Mémoire d'établissements Horeca

Hôtel Rix à Luxembourg

 Lorsque le Traité de Londres exigeait la suppression de la forteresse de Luxembourg, en 1867, la parcelle représentant le N°20 au boulevard Royal se trouvait à l’extérieur du grand fossé qui séparait la ville haute du front de la plaine. Un fossé d’une profondeur d’une dizaine de mètres, des remparts aussi élevés et plantés d’arbres, des bastions et enveloppes entourés de fossés divisaient toute cette aire de périphérie en lieux inaccessibles. L’accès à la ville haute ne pouvait se faire que par la Porte Neuve, respectivement la Porte Henri à la hauteur du Viaduc.

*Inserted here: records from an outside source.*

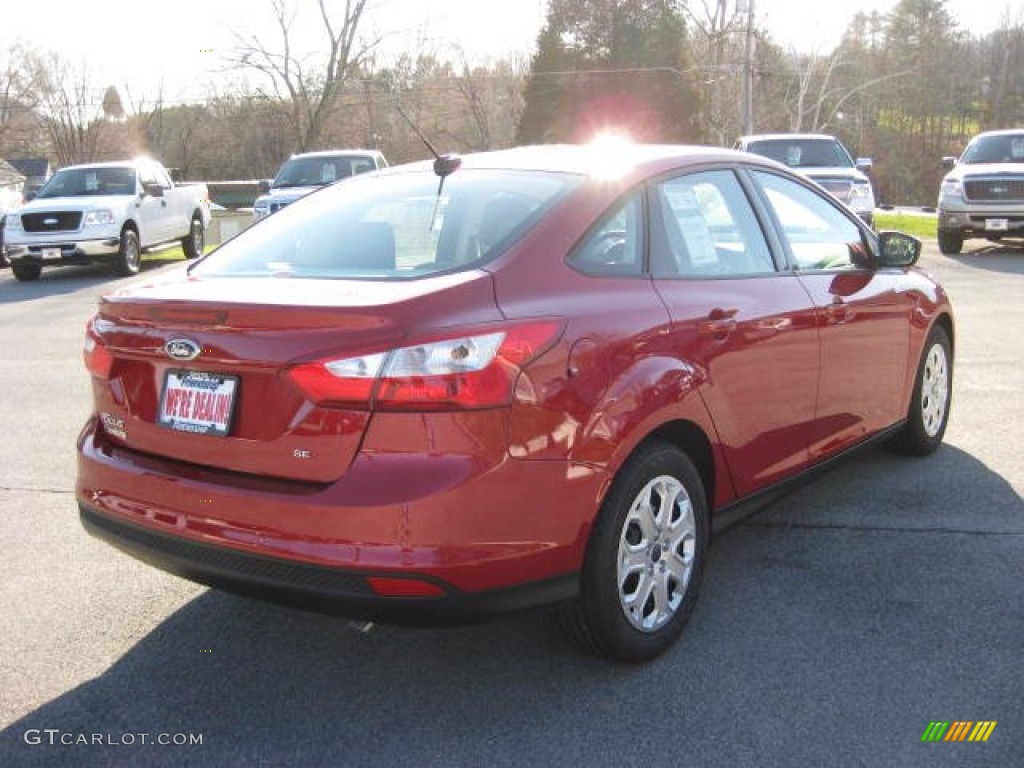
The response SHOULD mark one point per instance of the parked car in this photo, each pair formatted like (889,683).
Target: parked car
(109,212)
(304,173)
(982,196)
(542,381)
(822,159)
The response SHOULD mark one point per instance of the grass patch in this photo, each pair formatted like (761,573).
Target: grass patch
(920,225)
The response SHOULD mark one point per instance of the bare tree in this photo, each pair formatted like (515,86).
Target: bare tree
(72,112)
(22,85)
(307,87)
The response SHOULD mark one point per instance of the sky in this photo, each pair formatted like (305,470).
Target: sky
(178,44)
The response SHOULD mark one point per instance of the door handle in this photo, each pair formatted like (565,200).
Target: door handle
(838,311)
(720,324)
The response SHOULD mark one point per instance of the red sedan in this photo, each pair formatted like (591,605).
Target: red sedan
(534,376)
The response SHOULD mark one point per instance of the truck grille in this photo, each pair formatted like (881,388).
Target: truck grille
(995,189)
(839,188)
(55,221)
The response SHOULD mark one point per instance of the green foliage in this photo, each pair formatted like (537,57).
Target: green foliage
(604,65)
(919,224)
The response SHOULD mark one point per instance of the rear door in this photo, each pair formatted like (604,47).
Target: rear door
(862,314)
(750,326)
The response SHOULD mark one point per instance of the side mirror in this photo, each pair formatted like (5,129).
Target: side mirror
(897,249)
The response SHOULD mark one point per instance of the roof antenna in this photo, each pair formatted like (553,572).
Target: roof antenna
(444,165)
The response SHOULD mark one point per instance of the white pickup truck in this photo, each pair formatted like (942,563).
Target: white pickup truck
(105,212)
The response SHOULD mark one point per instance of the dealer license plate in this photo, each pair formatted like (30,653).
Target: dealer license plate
(198,401)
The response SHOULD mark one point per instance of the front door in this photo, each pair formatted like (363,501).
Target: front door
(749,326)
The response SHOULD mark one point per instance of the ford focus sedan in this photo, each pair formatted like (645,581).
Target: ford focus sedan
(442,391)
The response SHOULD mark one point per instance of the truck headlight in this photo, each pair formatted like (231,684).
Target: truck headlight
(952,187)
(102,216)
(860,196)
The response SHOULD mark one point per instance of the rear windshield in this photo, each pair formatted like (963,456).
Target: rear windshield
(321,170)
(393,226)
(805,153)
(87,181)
(1003,148)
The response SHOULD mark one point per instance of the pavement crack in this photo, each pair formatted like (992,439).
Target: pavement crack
(885,528)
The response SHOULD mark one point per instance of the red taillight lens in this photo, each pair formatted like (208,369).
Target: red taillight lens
(472,371)
(388,587)
(97,357)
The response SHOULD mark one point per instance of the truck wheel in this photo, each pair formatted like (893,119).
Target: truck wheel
(644,561)
(950,243)
(129,255)
(27,271)
(194,242)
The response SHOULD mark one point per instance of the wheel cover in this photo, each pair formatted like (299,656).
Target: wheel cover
(656,548)
(934,390)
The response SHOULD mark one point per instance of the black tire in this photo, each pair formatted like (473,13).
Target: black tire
(599,621)
(950,243)
(129,259)
(195,241)
(27,272)
(929,413)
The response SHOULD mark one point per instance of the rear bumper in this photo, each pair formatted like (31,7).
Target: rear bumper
(313,587)
(486,538)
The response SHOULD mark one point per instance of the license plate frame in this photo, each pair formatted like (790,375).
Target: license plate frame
(195,401)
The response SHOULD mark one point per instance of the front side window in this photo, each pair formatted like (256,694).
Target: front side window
(1006,147)
(393,226)
(90,181)
(804,153)
(818,233)
(708,228)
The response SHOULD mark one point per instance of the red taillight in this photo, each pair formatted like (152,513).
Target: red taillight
(388,587)
(472,371)
(97,357)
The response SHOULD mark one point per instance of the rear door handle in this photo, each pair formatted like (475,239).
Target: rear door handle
(720,324)
(838,311)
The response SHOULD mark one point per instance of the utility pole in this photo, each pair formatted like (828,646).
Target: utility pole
(748,5)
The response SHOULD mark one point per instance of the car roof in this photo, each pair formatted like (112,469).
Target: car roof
(113,164)
(627,160)
(785,136)
(334,153)
(1001,132)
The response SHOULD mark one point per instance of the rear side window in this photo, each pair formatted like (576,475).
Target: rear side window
(614,247)
(393,226)
(707,228)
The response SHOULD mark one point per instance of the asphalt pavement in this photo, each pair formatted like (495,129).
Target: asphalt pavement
(834,628)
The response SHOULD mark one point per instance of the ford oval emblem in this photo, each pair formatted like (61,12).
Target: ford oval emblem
(182,349)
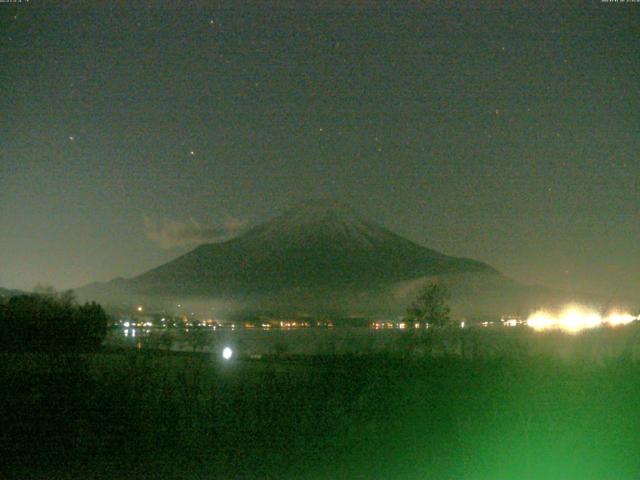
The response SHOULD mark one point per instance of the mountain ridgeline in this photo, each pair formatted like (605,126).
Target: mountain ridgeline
(317,245)
(318,257)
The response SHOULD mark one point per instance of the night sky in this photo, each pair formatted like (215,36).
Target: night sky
(129,133)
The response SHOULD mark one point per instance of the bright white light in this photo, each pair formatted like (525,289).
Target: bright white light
(575,318)
(227,353)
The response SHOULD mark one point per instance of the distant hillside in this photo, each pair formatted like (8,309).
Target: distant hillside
(319,257)
(6,292)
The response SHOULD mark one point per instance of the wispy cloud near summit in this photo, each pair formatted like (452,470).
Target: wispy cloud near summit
(171,233)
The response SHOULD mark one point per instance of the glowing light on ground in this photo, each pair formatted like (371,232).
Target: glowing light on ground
(575,318)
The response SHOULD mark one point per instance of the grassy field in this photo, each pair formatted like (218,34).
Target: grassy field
(153,414)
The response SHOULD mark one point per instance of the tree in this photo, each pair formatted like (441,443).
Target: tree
(51,323)
(431,307)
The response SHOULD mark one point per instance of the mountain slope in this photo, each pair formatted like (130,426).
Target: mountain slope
(316,245)
(318,256)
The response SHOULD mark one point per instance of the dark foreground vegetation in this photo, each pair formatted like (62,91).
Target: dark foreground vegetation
(51,322)
(152,414)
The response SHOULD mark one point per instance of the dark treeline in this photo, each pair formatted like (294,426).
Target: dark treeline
(50,323)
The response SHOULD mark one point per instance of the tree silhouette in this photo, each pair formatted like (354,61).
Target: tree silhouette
(430,307)
(51,322)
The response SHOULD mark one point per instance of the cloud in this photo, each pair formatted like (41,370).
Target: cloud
(171,233)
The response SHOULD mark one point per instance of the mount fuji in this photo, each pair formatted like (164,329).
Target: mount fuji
(320,256)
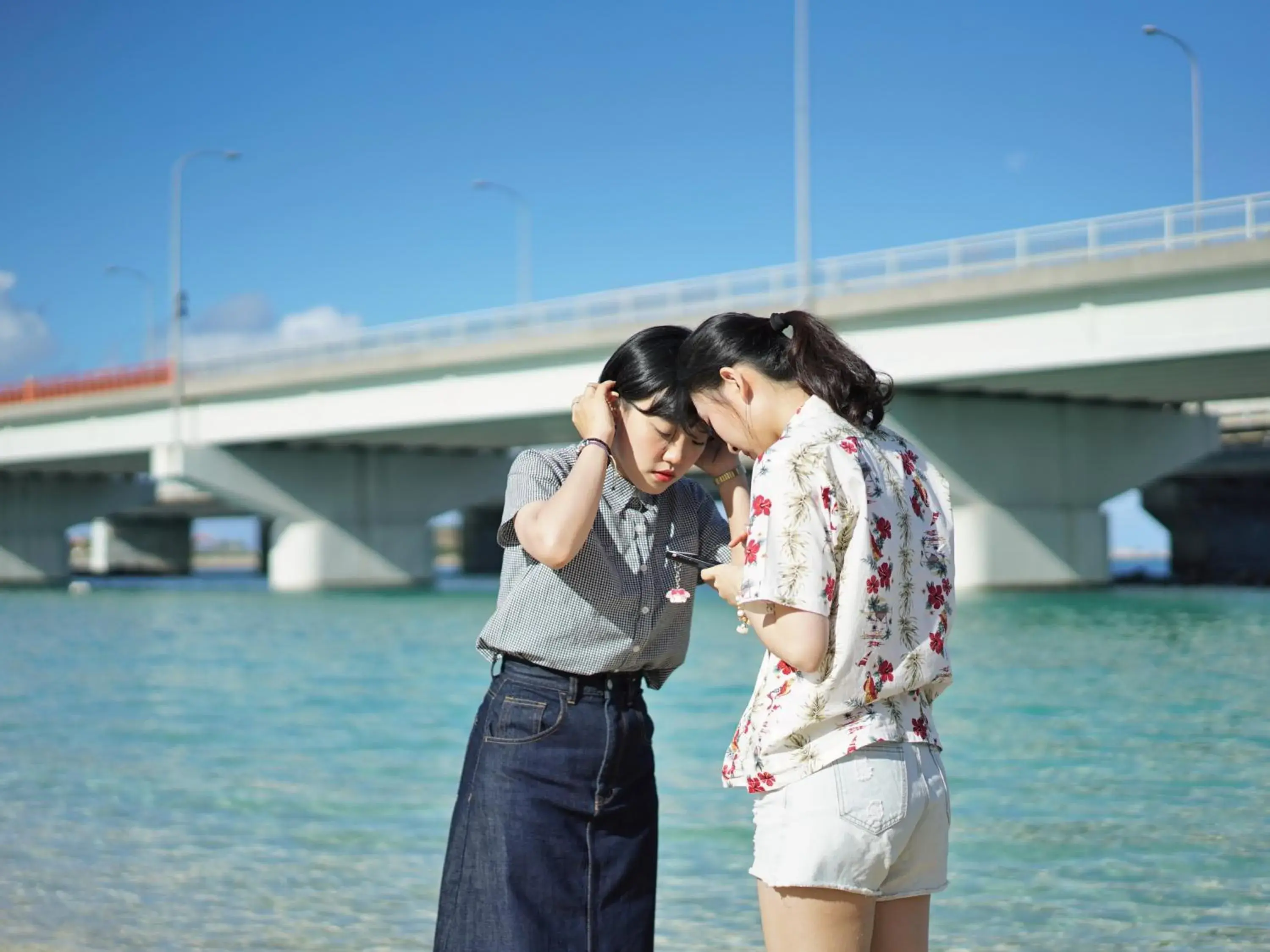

 L’emplacement du futur Hôtel Rix était donc bien situé à l’écart de la ville, malgré sa proximité géographique. De mai 1867 à mai 1868, date de la  loi autorisant l’aliénation des biens et domaines de la forteresse, ces ouvrages militaires abandonnés et dont les démolitions à la pioche ne venaient que de commencer, donnaient sans doute des frissons aux passants. Dans les têtes, par contre, les idées pétillaient sur une valorisation future de cet espace. En 1868, l’ingénieur Louis Fuchs et la Commission en charge du projet de conversion de la forteresse en ville ouverte rêvaient d’aménager à l’emplacement du futur boulevard Royal une place de marché de 75 m de largeur ! Vu l’opposition de commerçants qui craignaient un transfert des affaires vers les nouveaux quartiers, le projet fut abandonné, et l’espace prévu pour la place devait être couvert de magnifiques parterres de fleurs et de jardins. Le plan définitif d’agrandissement de la  ville, en 1873, renonce à ce projet et créée les îlots sis entre la Côte d’Eich et la rue Notre Dame. Le Côté extérieur du boulevard Royal allait accueillir des maisons de maîtres et des villas entourées de leurs parcs et jardins privés. Ce «système de villas» (Louis Fuchs) allait assurer la transition de la ville vers le parc et la campagne. Du point de vue technique, on constate que les jardins des villas étaient aménagés sur des fossés remblayés et que les immeubles reposaient sur des vestiges de la forteresse. C’est ainsi, que lors des travaux de démolition de l’Hôtel Rix, en 2014, des murs de l’ancien bastion Camus ont resurgi des terres. Dès 1881, l’école Aldringen qui détint le rôle d’établissement modèle pour tout le pays se dressait fièrement quasi en face du N°20.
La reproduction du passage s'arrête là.